Nathan’s most memorable moment during his Navy service reinforced this sense of purpose. During the last months of his tour, the young sailor served as a command representative to the honor guard at Naval Air Station Lemoore near Fresno, California.
One day he was assigned to present the American flag to the widow at a serviceman’s funeral.
As Nathan bent down to present the flag, he learned the widow was only 19 years old and expecting her first child. That sobering moment validated his duties as an ordnanceman, helping to protect ground troops in combat.
Abandoned with pups, Bloodhound longs for a place to call home
After the Navy, Nathan moved back to Leavenworth, Kansas with his wife, an animal biologist, and their mini Australian shepherd. One day they visited a community fair and stopped by a table manned by the Leavenworth County Humane Society. Upon learning that Nathan is a veteran, the LCHS representatives told him about Pets for Patriots and its mission to save shelter pets who have a hard time being adopted due to age, size or special needs. With his interest piqued, Nathan asked to be contacted when a qualifying pet entered the shelter.
Shortly thereafter, LCHS contacted Nathan about a young bloodhound named Lulu, who had been abandoned with her litter of three pups. While the puppies all found homes, Lulu remained homeless.
Having grown up with a Beagle-Basset Hound mix, Nathan wanted to own another hound someday and felt he owed it to Lulu to give her a chance.
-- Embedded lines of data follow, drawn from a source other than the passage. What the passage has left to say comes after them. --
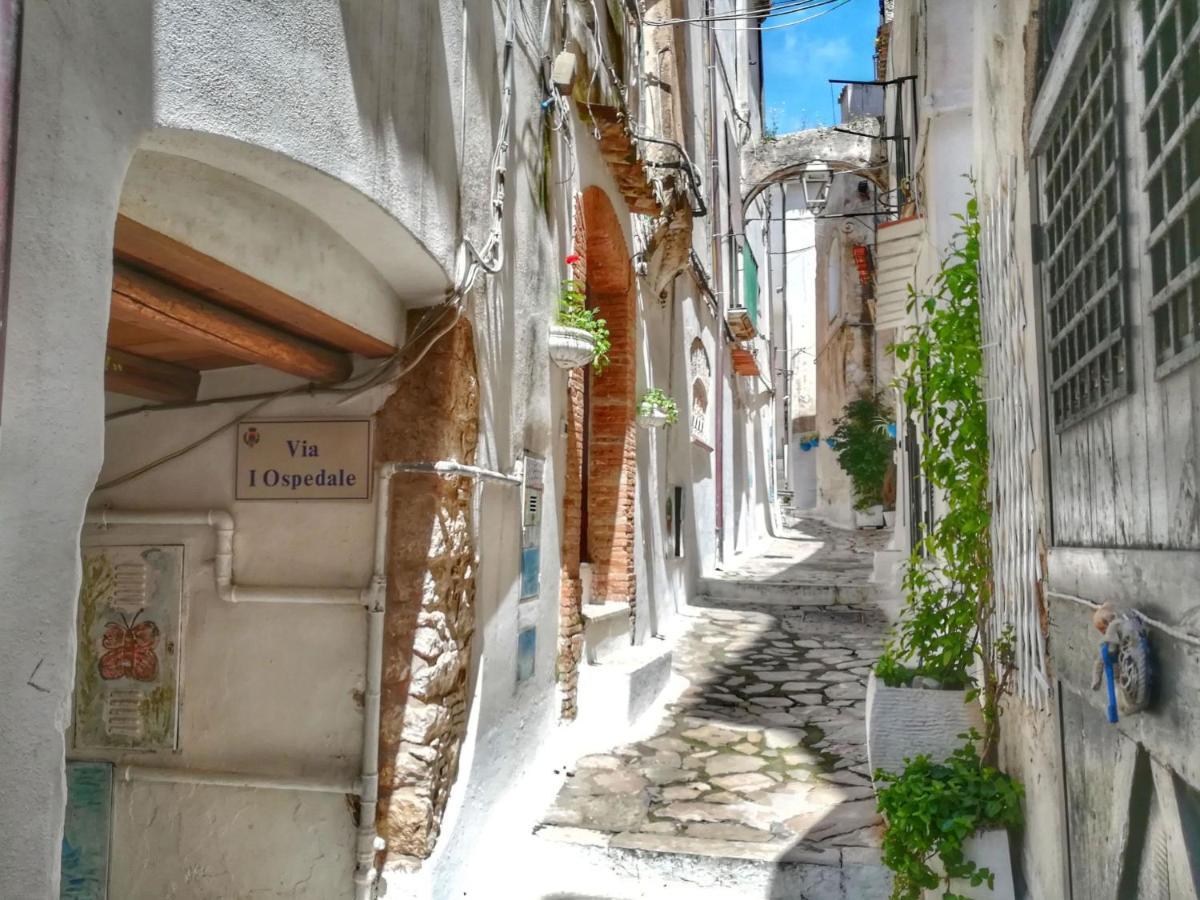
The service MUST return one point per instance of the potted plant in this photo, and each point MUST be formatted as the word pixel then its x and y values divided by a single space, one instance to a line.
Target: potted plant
pixel 579 336
pixel 947 826
pixel 864 450
pixel 657 408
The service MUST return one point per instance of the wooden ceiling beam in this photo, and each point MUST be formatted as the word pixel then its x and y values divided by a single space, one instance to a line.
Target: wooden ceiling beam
pixel 149 378
pixel 154 252
pixel 143 300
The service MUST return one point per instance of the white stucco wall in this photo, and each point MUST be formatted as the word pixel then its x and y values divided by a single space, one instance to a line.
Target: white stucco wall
pixel 251 675
pixel 319 151
pixel 318 108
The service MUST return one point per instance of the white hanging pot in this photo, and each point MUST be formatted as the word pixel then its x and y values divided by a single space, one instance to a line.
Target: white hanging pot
pixel 571 347
pixel 869 517
pixel 653 419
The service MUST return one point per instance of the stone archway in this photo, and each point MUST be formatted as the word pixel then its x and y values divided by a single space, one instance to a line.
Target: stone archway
pixel 599 491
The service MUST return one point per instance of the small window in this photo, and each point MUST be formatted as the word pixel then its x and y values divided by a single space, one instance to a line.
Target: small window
pixel 1170 123
pixel 1084 289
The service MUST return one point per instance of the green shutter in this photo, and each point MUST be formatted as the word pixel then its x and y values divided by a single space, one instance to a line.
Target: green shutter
pixel 750 283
He and his wife decided to foster her for a weekend to see how things would work out. Fortunately, the big hound fit in with the two-legged members Nathan’s household, and – after a while – the resident four-legged member as well: “brother” dog, Moose.
Once adopted, Lulu was renamed Sammi Lew, and the activity level in Nathan’s home has ramped up to “high energy.”
“Sammi Lew does not fit the lazy hound stereotype,” says the Navy veteran. “She’s rambunctious, loves to run around, and acts as if she’s enjoying everything for the first time.”
A sweet dog, Sammi Lew “also makes us appreciate the little things in life, like all the couch space we used to have,” adds Nathan with a chuckle.
Adult pets are “well worth it”
Nathan advises those considering adopting pet adoption not to disregard mature shelter pets. Since Sammi Lew appeared to have received little training from her previous owners, Nathan and his wife have invested considerable time, effort and other resources into the three year-old hound, but feel their investment is well worth it.
“When you change [a shelter pet’s] life for the better, they’ll do the same for yours.”
Nathan feels that Pets for Patriots helped him help save Sammi Lew by making pet adoption more affordable, and thereby making the decision easier to bring Sammi Lew into his life.
“Pets for Patriots’ application process was super-easy, and the gift card we received upon adoption helped pay for six large bags of high-quality, grain-free food for Sammi Lew.”
But the Navy veteran believes that the benefits of adopting through Pets for Patriots go beyond the monetary support.
“[It] kills two birds with one stone,” Nathan observes, “a veteran who wants the company of someone not necessarily human finds it, and a homeless shelter pet finds a new home.”
Have you ever given a mature pet a new leash on life?